O bosque em torno do Voltaire apresentava estranhas virações… Um frio horripilante pervagava a atmosfera, naquela noite de inverno. Embora, no plano físico, naquela região próxima à linha do Equador, a temperatura não descesse de 20°C, na dimensão extrafísica, parecia ostentar um frio de 5°C negativos, oscilando para menos. A noite, de fraco luar, deixava o ambiente menos tenebroso, mas só para suscitar ainda maior temor, naqueles que divisassem silhuetas indistinguíveis, em meio à penumbra…

Uivos estranhos, lamentos entrecortados de soluços abafados, gemidos e choros sustidos singravam os ares… Era perceptível que o bosque (que também continha pântano entre o arvoredo e matagais de baixa altura, em magotes espalhados pela área, entre zonas descampadas) estava apinhado de gente… e de gente que sofria… muito…

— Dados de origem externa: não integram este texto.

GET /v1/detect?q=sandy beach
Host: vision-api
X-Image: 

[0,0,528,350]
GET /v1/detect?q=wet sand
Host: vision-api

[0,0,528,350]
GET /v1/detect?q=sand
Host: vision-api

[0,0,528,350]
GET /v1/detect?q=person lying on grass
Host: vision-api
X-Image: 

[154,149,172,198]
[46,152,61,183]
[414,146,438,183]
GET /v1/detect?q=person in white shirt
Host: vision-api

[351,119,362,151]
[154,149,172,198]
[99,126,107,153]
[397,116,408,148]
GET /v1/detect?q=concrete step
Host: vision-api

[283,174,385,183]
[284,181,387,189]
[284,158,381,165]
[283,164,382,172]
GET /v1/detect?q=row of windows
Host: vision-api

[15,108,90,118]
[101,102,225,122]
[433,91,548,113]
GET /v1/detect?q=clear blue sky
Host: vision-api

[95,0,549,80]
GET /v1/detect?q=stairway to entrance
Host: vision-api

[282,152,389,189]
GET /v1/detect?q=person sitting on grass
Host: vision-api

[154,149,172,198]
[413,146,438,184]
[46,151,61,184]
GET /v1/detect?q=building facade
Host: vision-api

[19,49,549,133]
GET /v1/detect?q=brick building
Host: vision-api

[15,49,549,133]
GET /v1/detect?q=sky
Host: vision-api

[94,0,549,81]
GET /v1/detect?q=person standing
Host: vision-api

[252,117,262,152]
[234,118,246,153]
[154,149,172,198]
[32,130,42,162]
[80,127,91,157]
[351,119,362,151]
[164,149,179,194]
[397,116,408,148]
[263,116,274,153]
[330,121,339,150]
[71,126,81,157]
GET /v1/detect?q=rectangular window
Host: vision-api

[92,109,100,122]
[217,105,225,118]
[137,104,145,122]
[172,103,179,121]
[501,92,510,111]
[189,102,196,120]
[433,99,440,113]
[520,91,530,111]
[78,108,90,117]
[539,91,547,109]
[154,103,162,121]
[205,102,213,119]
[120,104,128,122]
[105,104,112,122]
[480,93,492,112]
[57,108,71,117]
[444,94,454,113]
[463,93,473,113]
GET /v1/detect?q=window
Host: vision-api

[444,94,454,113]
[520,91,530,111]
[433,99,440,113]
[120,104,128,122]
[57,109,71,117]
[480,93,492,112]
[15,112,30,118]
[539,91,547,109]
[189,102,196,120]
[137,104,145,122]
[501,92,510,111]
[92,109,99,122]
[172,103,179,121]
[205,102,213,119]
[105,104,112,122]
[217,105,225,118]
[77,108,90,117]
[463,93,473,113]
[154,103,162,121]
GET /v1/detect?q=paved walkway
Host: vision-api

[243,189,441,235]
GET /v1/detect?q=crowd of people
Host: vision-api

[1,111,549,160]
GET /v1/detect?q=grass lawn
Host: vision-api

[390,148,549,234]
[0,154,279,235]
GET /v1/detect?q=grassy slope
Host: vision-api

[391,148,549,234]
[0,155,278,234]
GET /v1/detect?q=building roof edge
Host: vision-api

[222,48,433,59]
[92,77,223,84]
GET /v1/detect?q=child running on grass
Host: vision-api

A região do umbral, em que se encontrava o Voltaire, era (como ainda hoje) abarrotada de almas padecentes e desorientadas, mas não propriamente malevolentes, que se perderam nas rotas entre a vida e a morte, rumo aos Planos Sublimes de Vida. Uma das mais precípuas funções do Instituto, por sinal, era aportar todas aquelas consciências desorientadas, oferecendo-lhes guarida, acolhimento, tratamento e orientação.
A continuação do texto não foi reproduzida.